Less information is available about Sarett Rudley, one of a small group of women writing for TV in the 1950s. She wrote a play and has a handful of TV credits, the most well-known of which are the nine teleplays she wrote for Alfred Hitchcock Presents, including an adaptation of Fredric Brown's "The Cream of the Jest."

Mollie Glessing as the maid
Only three episodes of the half-hour Hitchcock series were directed by Jules Bricken (1915-1987); he was born in New York, went to Harvard, and served in WWII. He worked for Columbia Pictures for many years and was a producer as well as a director. He also directed three episodes of Thriller.

Barbara Baxley (1923-1990), who plays Lalage, was a product of the Actors Studio whose first film was East of Eden (1955). She had a long career on stage and was on screen from 1950 to 1990, appearing in six episodes of the Hitchcock half-hour series. The last one reviewed here was "Nightmare in 4-D."

Oddly enough, four of the actors in "The Three Dreams of Mr. Findlater" had appeared together in a prior episode of Alfred Hitchcock Presents called "Back for Christmas." John Williams plays a henpecked husband both times, Isobel Elsom plays his wife, and Mollie Glessing plays their maid. A. E. Gould-Porter also appears in both episodes.

Isobel Elsom (1893-1981) was born Isobel Reed in England and had a 50-year career on stage and on screen. She was in Chaplain's Monsieur Verdoux (1947) and in Hitchcock's The Paradine Case that same year; she was in five episodes of the Hitchcock series in all and also appeared on Thriller.

A.E. Gould-Porter (1905-1987) plays the doctor; he was in no less than ten episodes of Alfred Hitchcock Presents, the last of which was "I Killed the Count."

Walter Kingsford as the porter
Mollie Glessing (1891-1971) plays the maid; she made a habit of this and was in seven episodes of Alfred Hitchcock Presents, always in similar, small roles.

Finally, Walter Kingsford plays the porter; he was in five episodes of Alfred Hitchcock Presents, including "John Brown's Body."

One could say that "The Three Dreams of Mr. Findlater" was a collection of Hitchcock TV regulars, playing variations on roles that they would play over and over.

"The Three Dreams of Mr. Findlater" is available for viewing online for a fee through Hulu here and the DVD is available here.

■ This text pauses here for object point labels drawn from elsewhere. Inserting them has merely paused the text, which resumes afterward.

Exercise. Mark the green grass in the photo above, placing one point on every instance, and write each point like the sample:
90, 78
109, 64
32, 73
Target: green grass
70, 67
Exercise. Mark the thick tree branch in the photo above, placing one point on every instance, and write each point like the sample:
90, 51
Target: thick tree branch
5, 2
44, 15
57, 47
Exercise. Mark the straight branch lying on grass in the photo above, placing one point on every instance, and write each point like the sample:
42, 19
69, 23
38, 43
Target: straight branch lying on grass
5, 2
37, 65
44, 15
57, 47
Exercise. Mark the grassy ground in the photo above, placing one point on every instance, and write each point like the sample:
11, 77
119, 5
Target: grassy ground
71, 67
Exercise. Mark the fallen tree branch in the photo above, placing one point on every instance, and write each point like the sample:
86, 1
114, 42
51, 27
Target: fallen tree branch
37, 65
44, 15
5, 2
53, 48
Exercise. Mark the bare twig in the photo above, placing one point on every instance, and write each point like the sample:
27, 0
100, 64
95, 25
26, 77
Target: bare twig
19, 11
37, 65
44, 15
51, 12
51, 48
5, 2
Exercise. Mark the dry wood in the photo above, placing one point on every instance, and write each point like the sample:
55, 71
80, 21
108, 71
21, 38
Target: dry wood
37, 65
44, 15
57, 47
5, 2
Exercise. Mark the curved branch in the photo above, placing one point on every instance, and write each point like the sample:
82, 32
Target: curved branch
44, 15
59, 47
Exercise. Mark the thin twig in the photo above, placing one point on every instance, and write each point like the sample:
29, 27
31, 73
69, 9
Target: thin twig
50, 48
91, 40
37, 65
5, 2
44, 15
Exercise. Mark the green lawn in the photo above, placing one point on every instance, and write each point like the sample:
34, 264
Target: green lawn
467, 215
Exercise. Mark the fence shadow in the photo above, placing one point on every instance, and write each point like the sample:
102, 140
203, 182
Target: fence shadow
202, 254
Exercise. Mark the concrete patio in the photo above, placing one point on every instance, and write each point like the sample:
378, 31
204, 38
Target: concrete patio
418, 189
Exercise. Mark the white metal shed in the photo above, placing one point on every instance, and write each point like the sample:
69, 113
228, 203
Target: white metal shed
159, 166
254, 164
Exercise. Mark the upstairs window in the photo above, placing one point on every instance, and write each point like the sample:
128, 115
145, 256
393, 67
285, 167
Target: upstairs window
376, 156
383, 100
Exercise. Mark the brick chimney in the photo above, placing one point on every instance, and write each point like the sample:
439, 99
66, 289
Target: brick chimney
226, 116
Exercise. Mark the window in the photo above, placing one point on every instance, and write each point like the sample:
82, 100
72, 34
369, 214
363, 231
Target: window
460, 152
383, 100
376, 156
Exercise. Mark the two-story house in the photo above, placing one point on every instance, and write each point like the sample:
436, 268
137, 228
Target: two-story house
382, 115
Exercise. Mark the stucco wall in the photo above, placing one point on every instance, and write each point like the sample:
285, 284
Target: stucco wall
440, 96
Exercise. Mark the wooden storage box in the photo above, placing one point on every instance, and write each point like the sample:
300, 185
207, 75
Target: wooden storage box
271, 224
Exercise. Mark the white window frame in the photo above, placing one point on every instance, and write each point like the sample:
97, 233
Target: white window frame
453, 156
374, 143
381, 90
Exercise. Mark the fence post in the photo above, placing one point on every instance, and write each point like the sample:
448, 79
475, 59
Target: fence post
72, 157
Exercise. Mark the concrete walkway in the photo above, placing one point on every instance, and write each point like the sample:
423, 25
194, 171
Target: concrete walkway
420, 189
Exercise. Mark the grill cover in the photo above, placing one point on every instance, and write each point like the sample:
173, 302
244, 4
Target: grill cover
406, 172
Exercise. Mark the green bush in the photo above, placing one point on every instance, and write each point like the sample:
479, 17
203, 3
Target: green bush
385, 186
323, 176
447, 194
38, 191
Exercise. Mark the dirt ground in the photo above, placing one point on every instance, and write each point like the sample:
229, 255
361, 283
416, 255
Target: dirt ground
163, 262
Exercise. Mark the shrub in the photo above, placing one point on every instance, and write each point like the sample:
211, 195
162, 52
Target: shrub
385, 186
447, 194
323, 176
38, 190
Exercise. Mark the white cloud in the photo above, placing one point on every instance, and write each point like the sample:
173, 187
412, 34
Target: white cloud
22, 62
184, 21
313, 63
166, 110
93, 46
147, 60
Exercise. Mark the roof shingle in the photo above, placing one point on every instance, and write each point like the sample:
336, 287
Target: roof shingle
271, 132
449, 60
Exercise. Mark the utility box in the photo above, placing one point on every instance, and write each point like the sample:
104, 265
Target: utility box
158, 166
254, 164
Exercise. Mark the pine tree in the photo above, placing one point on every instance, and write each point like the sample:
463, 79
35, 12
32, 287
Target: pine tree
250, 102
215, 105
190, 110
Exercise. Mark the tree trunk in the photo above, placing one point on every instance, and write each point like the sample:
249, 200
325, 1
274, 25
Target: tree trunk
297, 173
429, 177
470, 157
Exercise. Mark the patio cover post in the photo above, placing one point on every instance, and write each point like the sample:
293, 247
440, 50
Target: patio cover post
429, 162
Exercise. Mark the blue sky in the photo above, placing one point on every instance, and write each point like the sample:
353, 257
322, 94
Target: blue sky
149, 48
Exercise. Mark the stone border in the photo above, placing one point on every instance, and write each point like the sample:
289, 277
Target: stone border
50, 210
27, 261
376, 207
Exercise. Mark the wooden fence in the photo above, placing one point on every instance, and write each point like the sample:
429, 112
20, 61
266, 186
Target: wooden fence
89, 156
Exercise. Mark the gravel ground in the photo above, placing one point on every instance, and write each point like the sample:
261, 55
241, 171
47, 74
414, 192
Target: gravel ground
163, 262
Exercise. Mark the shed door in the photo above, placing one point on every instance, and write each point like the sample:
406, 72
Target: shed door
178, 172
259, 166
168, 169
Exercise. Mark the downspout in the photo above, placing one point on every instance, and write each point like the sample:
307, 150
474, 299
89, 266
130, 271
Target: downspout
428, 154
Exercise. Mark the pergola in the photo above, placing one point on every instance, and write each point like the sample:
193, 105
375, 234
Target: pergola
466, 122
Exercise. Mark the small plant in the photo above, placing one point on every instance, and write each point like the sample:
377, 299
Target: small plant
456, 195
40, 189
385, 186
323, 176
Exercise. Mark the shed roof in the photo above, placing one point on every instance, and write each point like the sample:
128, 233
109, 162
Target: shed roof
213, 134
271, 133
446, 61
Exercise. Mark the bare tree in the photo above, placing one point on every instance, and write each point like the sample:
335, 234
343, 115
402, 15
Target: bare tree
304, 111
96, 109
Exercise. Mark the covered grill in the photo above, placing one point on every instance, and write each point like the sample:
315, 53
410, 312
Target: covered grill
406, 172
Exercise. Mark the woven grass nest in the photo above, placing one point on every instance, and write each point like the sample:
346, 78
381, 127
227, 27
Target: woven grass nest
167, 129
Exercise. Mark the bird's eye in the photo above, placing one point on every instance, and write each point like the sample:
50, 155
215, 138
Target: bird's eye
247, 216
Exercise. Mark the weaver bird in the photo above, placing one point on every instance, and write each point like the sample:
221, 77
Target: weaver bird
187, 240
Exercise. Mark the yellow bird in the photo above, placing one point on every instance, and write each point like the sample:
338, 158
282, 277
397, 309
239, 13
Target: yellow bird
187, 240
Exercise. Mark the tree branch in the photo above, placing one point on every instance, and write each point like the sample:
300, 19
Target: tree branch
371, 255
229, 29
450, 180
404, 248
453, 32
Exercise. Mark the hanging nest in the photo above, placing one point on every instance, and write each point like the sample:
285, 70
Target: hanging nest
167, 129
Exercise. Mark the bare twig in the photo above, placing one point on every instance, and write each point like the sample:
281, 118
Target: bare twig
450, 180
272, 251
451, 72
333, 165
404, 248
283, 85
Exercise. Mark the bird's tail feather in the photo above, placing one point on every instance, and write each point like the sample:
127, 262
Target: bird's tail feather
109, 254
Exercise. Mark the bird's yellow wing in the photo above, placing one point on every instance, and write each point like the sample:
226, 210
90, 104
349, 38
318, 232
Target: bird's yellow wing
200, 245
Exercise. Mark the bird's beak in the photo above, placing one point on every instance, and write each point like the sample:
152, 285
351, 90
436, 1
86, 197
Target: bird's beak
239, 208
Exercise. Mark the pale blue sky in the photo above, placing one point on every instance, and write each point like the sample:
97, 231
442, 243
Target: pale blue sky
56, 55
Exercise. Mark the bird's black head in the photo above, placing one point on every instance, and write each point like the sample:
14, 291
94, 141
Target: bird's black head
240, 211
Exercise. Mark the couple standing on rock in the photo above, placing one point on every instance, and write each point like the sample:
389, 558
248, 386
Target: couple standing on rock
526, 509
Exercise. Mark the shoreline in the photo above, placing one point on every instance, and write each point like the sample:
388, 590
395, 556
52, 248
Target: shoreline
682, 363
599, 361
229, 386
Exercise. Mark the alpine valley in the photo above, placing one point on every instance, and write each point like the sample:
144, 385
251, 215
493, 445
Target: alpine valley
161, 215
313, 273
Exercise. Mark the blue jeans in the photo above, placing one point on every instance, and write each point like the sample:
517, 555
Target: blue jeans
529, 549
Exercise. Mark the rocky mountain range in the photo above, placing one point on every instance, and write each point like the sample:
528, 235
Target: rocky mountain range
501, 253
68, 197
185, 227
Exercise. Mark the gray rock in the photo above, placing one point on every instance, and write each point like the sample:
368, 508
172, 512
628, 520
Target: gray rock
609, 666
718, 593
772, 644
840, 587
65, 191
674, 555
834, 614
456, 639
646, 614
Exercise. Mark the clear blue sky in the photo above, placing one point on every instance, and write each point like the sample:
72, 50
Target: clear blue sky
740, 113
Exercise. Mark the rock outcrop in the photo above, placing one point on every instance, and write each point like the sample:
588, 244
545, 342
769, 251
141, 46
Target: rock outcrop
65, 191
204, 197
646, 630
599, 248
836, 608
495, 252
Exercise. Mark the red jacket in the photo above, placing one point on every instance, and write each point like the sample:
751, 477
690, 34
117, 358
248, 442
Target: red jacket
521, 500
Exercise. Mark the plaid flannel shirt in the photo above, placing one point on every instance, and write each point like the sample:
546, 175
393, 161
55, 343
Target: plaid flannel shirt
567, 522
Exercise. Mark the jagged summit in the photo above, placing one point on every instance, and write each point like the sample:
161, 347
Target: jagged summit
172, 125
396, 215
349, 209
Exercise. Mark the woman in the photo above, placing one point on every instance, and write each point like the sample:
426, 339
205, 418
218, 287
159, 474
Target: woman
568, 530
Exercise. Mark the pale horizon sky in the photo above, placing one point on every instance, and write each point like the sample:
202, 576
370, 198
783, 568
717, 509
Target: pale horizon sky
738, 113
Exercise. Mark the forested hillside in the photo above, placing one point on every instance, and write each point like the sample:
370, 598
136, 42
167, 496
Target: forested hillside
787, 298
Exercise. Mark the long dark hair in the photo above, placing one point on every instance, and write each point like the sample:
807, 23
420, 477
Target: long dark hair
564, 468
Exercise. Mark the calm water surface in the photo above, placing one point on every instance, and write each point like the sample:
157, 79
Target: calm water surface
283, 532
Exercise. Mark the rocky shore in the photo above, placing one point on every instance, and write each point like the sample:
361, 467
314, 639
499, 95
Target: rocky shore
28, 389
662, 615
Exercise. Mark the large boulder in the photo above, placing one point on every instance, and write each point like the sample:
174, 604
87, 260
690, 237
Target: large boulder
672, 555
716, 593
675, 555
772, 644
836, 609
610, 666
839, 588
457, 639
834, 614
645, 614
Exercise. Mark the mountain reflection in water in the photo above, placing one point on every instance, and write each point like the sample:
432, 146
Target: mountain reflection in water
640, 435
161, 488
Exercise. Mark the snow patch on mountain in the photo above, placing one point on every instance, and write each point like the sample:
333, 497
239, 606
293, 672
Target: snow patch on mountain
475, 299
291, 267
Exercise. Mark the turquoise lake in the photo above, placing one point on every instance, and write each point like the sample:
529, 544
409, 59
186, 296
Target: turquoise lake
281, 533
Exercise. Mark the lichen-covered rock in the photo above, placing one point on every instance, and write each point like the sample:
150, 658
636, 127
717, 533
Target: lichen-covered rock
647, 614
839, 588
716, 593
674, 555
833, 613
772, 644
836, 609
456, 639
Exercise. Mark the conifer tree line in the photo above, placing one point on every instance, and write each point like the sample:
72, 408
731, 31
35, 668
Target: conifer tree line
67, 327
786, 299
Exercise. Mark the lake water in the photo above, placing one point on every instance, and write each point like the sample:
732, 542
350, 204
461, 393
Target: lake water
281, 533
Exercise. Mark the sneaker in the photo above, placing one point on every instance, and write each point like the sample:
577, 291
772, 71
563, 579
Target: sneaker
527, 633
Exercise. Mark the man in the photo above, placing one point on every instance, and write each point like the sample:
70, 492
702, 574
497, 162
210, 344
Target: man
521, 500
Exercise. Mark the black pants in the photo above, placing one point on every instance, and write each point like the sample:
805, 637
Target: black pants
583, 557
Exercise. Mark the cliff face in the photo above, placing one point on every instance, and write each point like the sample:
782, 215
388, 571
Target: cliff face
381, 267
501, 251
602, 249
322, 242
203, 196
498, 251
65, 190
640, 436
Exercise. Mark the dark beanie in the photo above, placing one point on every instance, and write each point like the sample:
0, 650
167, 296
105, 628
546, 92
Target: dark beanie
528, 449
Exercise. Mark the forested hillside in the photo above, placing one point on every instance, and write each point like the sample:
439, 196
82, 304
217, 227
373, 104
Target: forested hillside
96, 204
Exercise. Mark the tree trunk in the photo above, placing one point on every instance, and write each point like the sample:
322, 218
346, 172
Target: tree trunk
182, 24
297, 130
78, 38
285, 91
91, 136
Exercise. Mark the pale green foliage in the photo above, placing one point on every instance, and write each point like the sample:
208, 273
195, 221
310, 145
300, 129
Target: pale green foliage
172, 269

Read the GenreSnaps take on this episode here.

Sources:

"BRICKEN, STOLOFF." Sfgenealogy.com . Marin County Obit Board . N.p., 9 May 2008. Web. 29 Oct. 2016.
"The FictionMags Index." The FictionMags Index. N.p., n.d. Web. 28 Oct. 2016.
Grams, Martin, and Patrik Wikstrom. The Alfred Hitchcock Presents Companion. Churchville, MD: OTR Pub., 2001. Print.
IMDb. IMDb.com, n.d. Web. 29 Oct. 2016.
Milne, A. A. "The Three Dreams of Mr. Findlater." 1949. A Table Near the Band. New York: Dutton, 1950. 97-113. Print.
"The Three Dreams of Mr. Findlater." Alfred Hitchcock Presents. CBS. 21 Apr. 1957. Television.
Wikipedia. Wikimedia Foundation, n.d. Web. 29 Oct. 2016.
"Women in Television." Detroit Free Press [Detroit, MI] 20 Nov. 1960: 125. Print.

In two weeks: Our series on John Williams wraps up with "Banquo's Chair," directed by Alfred Hitchcock!

2 comments:

Unknown said...

This is one of my favorite episodes. It's so wonderfully bizarre.

Jack Seabrook said...

You're right. Williams and Baxley are perfect in it. Thanks for taking the time to comment!